Sir, We would like to raise our voices against calls to ban smoking in pubs, clubs and restaurants (report, September 24). Claims that the US hospitality industry is doing better since the New York ban was introduced are based on the recovery of the whole city economy since 9/11, and by including everything from McDonald’s to liquor stores. But in bars and clubs the ban is widely hated.
According to a new independent survey of its first year, it has also cost 2,650 jobs, $50 million in earnings and $71.5 million to related businesses. Claims that the Irish ban is a success after six months are equally dubious, considering that anyone defying it faces fines of €3,000 or three months in prison.
Many people believe that the dangers of smoking and passive smoking are currently being exaggerated to the point of hysteria. The risks of passive smoke have never been proven beyond meaningless levels in a small minority of studies; wildly varying “estimates” of hundreds or thousands of deaths are based not on body counts but statistical projections.
To smoke, to associate with smokers, or to operate a venue in which smoking is allowed should all be matters for individual choice, not state coercion. Smoking is legal, and in pubs and clubs it’s fanatical smoke-haters who are the minority. Nevertheless the hospitality industry is making great progress in voluntarily providing better air-cleaning systems and more choice.
We call on both government and the media to de-escalate the tension on this issue and let common sense and the free market decide the future of British social life.
Boris must at least be applauded for his dedication to his financial benefactors.

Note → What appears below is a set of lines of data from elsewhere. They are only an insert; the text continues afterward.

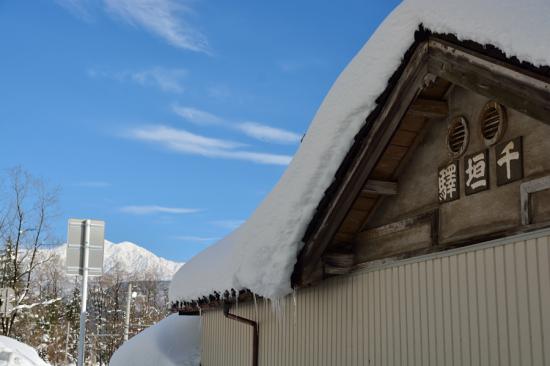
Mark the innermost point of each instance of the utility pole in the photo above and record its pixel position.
(82, 333)
(128, 307)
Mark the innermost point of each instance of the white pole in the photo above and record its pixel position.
(128, 307)
(84, 294)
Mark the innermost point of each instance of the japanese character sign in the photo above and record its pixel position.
(509, 161)
(448, 182)
(476, 173)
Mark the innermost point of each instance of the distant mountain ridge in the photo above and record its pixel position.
(132, 259)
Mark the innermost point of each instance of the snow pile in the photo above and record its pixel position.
(15, 353)
(174, 341)
(260, 255)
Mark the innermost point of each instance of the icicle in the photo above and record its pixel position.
(295, 307)
(277, 308)
(256, 306)
(200, 318)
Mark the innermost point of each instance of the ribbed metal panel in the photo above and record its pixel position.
(481, 306)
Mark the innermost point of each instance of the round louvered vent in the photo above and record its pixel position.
(458, 136)
(492, 121)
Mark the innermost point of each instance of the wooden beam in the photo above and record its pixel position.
(516, 88)
(380, 187)
(429, 108)
(383, 128)
(528, 188)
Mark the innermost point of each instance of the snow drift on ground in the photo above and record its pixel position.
(260, 255)
(132, 259)
(174, 341)
(15, 353)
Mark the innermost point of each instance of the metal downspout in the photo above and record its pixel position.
(255, 331)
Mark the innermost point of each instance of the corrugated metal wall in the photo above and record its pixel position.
(486, 305)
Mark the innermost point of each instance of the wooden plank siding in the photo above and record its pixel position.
(487, 304)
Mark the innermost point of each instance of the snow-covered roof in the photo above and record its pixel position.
(15, 353)
(260, 255)
(174, 341)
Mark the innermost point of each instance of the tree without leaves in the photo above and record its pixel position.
(26, 208)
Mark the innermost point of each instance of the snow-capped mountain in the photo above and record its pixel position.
(132, 258)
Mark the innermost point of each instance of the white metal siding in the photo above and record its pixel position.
(480, 306)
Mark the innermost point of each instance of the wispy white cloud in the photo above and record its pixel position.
(154, 209)
(195, 238)
(258, 131)
(189, 143)
(197, 116)
(161, 17)
(228, 224)
(267, 133)
(166, 79)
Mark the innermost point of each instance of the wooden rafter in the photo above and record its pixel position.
(514, 87)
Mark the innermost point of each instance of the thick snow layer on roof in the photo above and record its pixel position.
(174, 341)
(260, 255)
(15, 353)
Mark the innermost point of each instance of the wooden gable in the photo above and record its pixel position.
(384, 202)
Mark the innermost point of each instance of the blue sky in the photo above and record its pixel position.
(170, 120)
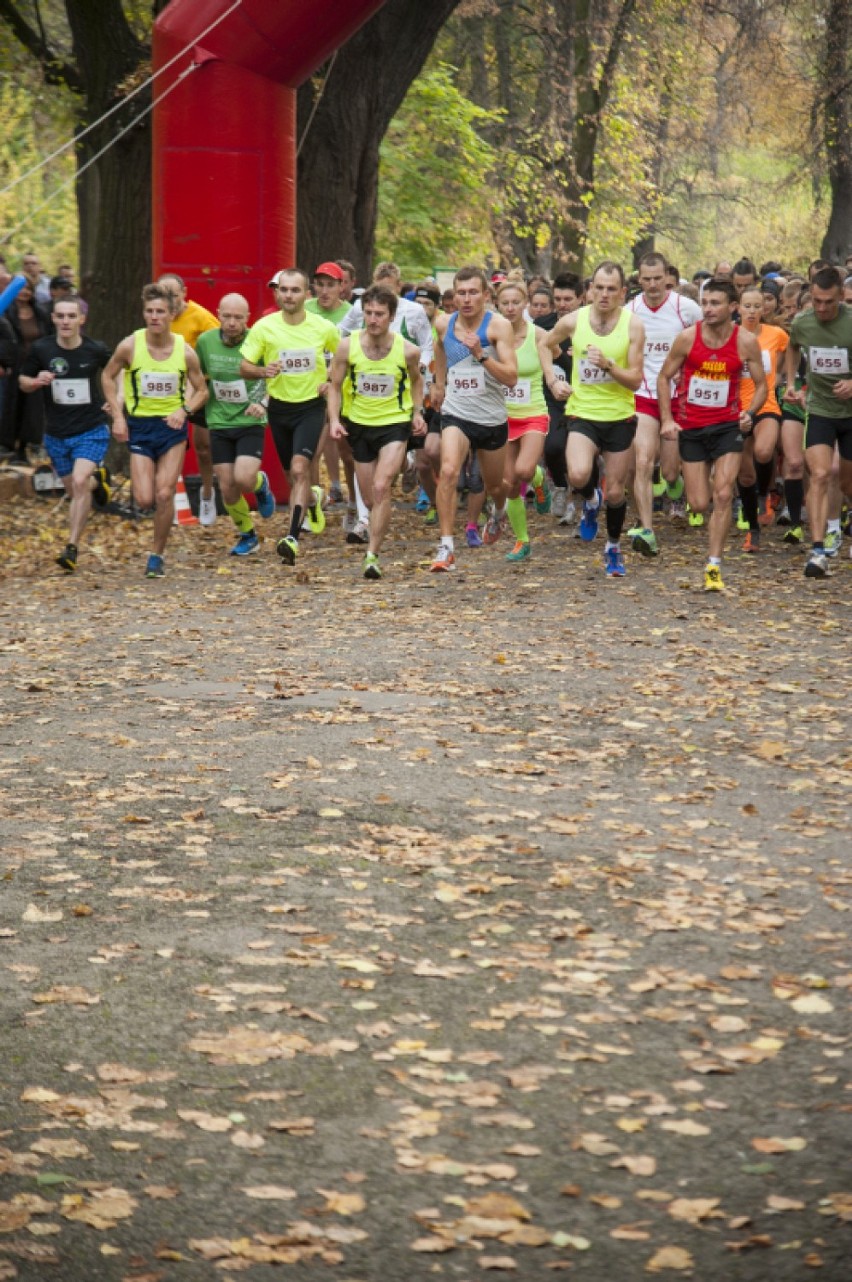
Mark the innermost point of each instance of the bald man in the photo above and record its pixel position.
(236, 416)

editor[at]recessmonkey.com




Tenuous…
anon said this on April 17th, 2008 at 8:30 pm
Fatuous
anon2 said this on April 17th, 2008 at 9:38 pm
“Popular”? According to who? Business? The population?
Ewan Watt said this on April 18th, 2008 at 7:08 am
So you are in favour of state coercion ?
Remind me, what right have you got to go into a private place of business ?
Monoi said this on April 18th, 2008 at 7:36 am
Boris is quite right. It has been my opinion all along that it is up to the pub/bar/restaurant whether it tolerates smoking on its premises or not. It just needs to have a prominent sign by the door saying so. Then it is up to the customers to use the establishment or not. In a restaurant, it is only good manners to refrain from lighting up until everyone has finished eating. It would be permissable to enjoy a cigar with one’s brandy, for example.
Snarky comment about being in the tobacco industry’s pocket make you look stupid.
DWMF said this on April 18th, 2008 at 11:06 am
Thanks for that, anything that helps me make this awful decision!
Anonigirl said this on April 18th, 2008 at 9:58 pm
Well if being paid for making a speech makes you think that Boris is in the pay of the tobacco industry, than what does Ken Leavingsoon’s relationships with Chavez, Castro and the Islamo Fascists mean? Not to mention his nepotisitic patronage of his benafactors in the Trotskyite Socialist Action party or the hard left dominated RMT? Leavingsoon’s friends are a lot more damaging, scary and bad for London than the tobaccxo industry could ever be. And that is before we even begin to get into the fact that Leavingsoon’s mate, the dictator and oppressor Fidel Castro, derives a good proportion of his and his fiefdom’s income from that self same tobacco trade. This nonsense about Boris wasn’t even a good try Recess.